To achieve this, the Kremlin has attempted to infiltrate British public life. The report notes a lack of safeguards in place, with Russian money entering the country, with “few questions – if any” being asked. Three members of the House of Lords are identified as having ties to Russian business interests, whilst the report also found close associates of Vladimir Putin donating to British political parties.
Whilst Russia sees the UK as a top target for espionage, the attitude of successive British governments could not be more different. The report states that when the Cold War ended, British intelligence services shifted their attention from Russia to counterterrorism, no longer seeing the former communist state as a threat.
However, during this time, the threat from Russia failed to disappear. The report argues that the killing of Alexander Litvinenko in 2006 and the Annexation of Crimea in 2014 should have been wake-up calls, but it is only now that the government has begun to take Russia as a serious threat to British national security.
This failure to address the Russian threat left the UK vulnerable, with Intelligence Committee member, Kevan Jones, suggesting “no one” was protecting the UK’s democratic process. The report states that foreign interference in British politics has become a “hot potato”, with government bodies refusing to take responsibility. This has left the response to the Russian threat fragmented, failing to give clarity over which parts of government were responsible for dealing with it.
The report argues that Russian media outlets such as RT and Sputnik pushed pro-Brexit stories during the referendum, but does not say whether Russian meddling swung the result, stating that it would be very hard to prove this. Another member of the Intelligence Committee, Stewart Hosie, attacked the government, arguing that they were unable to find evidence of direct Russian interference, because they “actively avoided” looking into allegations that Russia sought to undermine the vote.

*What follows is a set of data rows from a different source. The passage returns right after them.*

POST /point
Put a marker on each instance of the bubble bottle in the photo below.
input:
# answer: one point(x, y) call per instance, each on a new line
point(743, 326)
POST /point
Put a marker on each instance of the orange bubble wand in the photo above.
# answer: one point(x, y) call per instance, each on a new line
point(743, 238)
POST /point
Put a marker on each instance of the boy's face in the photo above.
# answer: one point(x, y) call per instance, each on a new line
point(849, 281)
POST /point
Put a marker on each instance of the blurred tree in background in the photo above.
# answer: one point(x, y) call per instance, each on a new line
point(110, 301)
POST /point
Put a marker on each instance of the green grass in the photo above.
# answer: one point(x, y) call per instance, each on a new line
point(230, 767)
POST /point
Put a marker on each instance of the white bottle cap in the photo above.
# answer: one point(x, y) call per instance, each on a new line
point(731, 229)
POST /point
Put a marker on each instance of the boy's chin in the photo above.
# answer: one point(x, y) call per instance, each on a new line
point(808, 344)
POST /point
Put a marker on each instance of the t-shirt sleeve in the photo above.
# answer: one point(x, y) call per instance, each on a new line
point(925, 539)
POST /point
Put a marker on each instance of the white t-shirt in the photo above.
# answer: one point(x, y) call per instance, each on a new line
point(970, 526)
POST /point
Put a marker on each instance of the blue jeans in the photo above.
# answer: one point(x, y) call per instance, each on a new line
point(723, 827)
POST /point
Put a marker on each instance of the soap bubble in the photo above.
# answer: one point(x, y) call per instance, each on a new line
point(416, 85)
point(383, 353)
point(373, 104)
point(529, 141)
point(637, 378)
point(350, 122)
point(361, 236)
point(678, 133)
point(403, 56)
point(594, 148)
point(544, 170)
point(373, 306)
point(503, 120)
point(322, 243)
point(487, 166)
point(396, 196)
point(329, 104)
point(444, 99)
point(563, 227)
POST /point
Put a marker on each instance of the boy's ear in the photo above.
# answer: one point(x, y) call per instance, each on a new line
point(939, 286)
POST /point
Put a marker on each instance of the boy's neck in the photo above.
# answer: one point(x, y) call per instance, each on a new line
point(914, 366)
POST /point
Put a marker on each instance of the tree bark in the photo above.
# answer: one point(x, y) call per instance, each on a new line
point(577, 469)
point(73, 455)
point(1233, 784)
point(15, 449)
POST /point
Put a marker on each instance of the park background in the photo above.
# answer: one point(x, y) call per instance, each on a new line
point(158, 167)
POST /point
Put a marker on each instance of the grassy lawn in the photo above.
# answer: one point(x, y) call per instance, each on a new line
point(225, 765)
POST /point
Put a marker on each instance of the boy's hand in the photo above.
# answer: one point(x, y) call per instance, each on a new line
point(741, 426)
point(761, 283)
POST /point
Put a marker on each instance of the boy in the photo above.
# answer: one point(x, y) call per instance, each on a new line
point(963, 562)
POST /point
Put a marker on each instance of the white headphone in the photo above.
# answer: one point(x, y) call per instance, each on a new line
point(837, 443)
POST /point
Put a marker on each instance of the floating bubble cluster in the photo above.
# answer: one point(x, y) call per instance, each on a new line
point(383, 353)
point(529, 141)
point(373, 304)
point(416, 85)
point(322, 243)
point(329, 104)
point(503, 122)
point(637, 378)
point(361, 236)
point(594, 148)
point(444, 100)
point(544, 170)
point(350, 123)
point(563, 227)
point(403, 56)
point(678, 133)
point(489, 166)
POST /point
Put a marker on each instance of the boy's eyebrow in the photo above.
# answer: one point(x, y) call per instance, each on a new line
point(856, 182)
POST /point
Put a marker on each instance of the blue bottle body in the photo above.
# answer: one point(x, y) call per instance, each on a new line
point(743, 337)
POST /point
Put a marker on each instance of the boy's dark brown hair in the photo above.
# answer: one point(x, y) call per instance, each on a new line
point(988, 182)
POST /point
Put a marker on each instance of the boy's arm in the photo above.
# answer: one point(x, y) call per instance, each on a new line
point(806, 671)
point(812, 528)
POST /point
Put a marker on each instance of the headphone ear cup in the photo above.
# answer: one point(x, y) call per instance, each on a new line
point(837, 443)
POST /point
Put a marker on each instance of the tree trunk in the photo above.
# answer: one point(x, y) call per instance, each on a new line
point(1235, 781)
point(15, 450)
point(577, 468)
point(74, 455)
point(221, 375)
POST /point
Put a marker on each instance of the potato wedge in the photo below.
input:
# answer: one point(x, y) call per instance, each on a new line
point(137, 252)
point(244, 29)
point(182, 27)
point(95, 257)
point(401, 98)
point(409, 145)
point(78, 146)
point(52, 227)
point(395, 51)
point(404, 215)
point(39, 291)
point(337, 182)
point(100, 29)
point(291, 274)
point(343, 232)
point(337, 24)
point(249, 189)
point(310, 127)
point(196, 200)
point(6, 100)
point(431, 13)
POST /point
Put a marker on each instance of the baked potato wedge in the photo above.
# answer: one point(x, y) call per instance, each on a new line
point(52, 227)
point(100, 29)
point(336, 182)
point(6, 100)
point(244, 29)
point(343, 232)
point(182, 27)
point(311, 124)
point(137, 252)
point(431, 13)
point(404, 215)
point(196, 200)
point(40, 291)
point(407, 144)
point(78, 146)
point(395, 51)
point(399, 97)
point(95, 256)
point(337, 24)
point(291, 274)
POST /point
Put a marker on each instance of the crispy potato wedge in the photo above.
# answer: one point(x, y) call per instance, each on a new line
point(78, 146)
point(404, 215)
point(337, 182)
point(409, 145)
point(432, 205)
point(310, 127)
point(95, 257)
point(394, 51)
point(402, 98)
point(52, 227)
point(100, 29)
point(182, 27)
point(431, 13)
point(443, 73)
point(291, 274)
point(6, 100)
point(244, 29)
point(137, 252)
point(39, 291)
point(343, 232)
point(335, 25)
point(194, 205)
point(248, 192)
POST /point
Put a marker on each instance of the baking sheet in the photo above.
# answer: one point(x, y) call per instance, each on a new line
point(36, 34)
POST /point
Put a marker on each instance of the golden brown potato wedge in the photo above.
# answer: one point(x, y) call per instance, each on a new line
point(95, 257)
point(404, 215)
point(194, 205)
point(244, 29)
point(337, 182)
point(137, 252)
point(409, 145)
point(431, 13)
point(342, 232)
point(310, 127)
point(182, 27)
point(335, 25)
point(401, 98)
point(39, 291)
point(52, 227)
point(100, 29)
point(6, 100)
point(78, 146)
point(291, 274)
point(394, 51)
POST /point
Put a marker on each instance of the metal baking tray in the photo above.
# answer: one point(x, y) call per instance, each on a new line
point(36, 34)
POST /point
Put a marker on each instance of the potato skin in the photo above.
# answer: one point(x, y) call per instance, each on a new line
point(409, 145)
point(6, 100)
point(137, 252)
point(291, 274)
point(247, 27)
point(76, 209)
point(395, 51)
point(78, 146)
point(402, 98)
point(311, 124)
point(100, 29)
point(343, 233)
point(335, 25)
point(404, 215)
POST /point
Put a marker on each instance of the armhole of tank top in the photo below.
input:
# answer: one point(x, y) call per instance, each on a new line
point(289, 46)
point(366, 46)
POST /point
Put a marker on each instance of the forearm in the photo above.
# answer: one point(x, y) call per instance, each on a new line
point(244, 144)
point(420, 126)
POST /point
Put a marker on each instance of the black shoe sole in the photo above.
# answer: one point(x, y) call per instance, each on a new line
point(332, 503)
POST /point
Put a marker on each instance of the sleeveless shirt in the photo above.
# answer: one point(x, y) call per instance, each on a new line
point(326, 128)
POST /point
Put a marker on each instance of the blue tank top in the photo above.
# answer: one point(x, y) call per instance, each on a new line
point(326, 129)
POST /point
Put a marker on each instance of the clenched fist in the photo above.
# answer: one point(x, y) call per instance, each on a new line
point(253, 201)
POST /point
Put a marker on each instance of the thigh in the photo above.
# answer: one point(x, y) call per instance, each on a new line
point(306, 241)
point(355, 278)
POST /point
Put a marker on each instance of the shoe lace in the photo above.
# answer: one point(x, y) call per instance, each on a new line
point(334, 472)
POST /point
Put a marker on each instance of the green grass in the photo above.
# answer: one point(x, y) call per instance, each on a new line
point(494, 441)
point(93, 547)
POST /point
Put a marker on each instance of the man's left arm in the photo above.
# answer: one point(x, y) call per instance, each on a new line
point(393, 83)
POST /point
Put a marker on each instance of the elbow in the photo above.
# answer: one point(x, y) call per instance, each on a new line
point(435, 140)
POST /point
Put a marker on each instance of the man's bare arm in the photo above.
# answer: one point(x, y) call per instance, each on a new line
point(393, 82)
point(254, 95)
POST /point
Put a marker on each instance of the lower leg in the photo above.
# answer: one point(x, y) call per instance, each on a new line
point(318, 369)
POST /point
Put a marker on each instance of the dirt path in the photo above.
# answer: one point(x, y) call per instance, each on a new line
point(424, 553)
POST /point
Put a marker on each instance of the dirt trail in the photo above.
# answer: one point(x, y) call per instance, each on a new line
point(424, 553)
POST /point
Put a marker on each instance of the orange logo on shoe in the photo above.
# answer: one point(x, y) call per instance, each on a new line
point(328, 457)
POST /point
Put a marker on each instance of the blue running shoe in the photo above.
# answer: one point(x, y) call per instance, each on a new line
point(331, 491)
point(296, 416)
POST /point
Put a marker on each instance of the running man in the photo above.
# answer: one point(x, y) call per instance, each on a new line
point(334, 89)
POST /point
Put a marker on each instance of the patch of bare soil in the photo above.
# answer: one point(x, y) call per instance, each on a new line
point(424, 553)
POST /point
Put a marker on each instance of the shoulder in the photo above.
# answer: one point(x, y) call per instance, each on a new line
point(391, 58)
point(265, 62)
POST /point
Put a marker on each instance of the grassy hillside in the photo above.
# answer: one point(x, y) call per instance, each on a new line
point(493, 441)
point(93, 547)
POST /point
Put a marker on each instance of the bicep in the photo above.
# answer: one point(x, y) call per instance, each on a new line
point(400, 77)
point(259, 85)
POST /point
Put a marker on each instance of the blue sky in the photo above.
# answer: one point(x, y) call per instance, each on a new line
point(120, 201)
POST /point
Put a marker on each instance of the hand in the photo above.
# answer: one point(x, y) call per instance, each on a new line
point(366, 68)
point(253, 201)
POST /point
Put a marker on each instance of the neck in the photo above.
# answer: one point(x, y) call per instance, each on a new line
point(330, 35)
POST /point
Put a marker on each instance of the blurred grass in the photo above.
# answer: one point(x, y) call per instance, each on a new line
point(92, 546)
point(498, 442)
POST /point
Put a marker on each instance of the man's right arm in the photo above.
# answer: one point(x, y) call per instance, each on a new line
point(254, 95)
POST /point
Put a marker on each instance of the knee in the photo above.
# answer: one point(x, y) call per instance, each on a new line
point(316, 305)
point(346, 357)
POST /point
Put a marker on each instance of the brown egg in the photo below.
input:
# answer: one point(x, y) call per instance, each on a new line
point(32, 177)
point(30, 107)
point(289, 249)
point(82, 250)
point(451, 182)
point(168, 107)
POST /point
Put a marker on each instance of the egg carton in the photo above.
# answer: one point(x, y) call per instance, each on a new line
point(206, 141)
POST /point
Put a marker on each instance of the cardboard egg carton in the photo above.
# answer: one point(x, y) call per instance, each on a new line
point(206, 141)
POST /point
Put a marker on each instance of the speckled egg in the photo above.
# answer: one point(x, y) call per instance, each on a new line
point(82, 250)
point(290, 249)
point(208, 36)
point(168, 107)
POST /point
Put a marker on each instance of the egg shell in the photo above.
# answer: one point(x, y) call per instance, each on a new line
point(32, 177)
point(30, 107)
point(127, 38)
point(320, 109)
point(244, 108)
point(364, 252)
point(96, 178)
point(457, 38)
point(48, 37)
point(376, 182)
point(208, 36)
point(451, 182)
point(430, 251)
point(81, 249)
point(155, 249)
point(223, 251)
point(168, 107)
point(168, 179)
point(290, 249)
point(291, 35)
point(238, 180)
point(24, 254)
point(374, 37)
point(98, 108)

In order to safeguard polls and politics in future, the report suggests that the British government must adopt a more cohesive strategy for when it comes to dealing with foreign interference in British politics. Legislation should be pushed through to allow the security services to better respond to the threat. The report calls on social media companies to take an active role in removing content being used by foreign governments to undermine democracy. Finally it argues for a follow-up assessment on Russian interference in the 2016 EU referendum, but this has already been rejected by the government.